Introduction The NHS Bowel Cancer Screening Programme (BCSP) in England uses a biennial guaiac faecal occult blood test and identifies intermediate risk (IR) adenomas in approximately 5,000 people a year who are then offered colonoscopic surveillance. A non-colonoscopic approach to surveillance in this group may be an attractive alternative which could reduce demand on this expensive and limited resource.

Methods In the ‘FIT for Follow-Up’ study we aim to determine the three-year programme sensitivity of annual FIT for detection of advanced adenomas (an adenoma > 10 mm, or one with tubulovillous or villous histology, or with high grade dysplasia) or colorectal cancer (CRC), using surveillance colonoscopy as the reference standard. Eligible participants are people aged 60–71 years, who have recently been diagnosed with IR adenomas in the BCSP, and are awaiting their first surveillance colonoscopy at three years. They are invited to complete a FIT test (Eiken Chemicals, Inc.) annually in the three year interval between screening and surveillance colonoscopy. Those who test positive (> 200 ng haemoglobin/mL buffer; OC Sensor) are offered immediate colonoscopy; those who test negative are offered another FIT test a year later. In total, eligible participants could complete three FIT tests prior to their first surveillance colonoscopy. Our sample size is 5,200 participants completing a FIT test within a year of their screening colonoscopy. The study will also assess the acceptability and cost-effectiveness of annual FIT as an alternative to three-yearly surveillance colonoscopy.

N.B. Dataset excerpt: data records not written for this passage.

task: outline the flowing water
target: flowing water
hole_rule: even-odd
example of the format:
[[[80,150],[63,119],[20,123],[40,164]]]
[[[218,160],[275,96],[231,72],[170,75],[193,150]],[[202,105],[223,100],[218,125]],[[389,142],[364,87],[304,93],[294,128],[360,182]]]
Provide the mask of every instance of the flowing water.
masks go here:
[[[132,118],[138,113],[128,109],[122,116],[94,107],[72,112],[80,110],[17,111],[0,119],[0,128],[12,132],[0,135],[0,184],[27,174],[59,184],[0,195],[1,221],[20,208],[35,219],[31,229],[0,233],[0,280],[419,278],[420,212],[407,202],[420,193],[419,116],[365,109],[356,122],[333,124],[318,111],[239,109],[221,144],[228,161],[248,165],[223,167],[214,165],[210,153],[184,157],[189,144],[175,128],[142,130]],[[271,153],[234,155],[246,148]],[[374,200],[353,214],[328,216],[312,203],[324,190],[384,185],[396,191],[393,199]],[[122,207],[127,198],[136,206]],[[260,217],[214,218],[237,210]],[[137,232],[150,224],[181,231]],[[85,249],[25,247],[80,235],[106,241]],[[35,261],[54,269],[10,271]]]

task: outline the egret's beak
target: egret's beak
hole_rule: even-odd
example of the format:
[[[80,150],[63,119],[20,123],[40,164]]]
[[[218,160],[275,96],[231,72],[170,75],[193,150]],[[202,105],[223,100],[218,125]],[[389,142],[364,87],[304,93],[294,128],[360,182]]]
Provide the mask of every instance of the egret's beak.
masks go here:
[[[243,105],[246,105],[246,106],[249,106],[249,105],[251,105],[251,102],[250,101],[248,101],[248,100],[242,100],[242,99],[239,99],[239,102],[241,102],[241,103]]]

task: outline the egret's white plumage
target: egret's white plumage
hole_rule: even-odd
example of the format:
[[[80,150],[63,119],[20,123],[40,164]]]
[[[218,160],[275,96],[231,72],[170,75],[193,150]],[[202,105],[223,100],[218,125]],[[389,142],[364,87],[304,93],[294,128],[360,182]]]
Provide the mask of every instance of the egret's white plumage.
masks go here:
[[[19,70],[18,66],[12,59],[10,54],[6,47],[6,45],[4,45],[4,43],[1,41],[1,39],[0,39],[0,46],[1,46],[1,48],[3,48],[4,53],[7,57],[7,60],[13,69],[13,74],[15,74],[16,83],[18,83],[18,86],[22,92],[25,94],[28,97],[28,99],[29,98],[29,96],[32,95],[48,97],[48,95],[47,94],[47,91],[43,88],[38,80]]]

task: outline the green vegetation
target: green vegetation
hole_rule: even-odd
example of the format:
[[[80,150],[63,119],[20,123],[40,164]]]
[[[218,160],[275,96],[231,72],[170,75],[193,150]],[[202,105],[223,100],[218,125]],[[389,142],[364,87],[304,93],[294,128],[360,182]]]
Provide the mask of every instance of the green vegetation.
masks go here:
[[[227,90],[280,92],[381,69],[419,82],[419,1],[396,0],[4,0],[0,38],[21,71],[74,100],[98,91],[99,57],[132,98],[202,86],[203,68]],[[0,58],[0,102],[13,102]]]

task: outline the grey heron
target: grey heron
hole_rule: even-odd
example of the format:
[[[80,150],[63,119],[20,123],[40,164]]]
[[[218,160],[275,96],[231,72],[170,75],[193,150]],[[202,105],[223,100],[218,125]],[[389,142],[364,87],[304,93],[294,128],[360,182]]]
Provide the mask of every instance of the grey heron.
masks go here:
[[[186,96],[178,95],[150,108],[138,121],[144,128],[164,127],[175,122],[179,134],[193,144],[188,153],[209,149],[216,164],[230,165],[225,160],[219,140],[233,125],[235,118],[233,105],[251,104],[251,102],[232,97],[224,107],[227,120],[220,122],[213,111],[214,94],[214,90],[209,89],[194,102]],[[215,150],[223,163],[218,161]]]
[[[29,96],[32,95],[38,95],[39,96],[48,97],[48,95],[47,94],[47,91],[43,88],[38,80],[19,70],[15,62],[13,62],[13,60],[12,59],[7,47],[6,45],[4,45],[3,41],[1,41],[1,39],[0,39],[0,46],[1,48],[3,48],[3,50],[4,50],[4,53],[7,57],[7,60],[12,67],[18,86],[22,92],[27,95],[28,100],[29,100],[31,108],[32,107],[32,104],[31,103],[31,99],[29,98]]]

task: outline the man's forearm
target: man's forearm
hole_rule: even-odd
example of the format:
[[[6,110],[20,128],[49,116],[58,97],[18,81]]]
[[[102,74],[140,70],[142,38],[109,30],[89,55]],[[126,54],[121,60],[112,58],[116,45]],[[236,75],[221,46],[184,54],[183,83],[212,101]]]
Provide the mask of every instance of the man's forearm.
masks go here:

Results In the first 10 months of the study, 2,512 people (65.5% men) consented to take part and completed their first FIT test. The positivity rate in this group is 5.4% (6.1% in men and 3.3% in women) and only 7% of people testing positive declined to have their three-year surveillance examination brought forward. In FIT positive subjects who underwent colonoscopy, 24.7% had advanced adenomas and one participant had a cancer in the proximal colon.

Virtually all study participants were satisfied with their experience of completing their first FIT kit (95.8%), and would be happy to do so again (94.7%). The majority of participants (over 80%) believed that participating in the study had reduced their chances of having bowel cancer.

Conclusion At this early stage in the study we can report that FIT is well accepted by participants and the yield at colonoscopy in those testing positive is high.

Disclosure of Interest None Declared.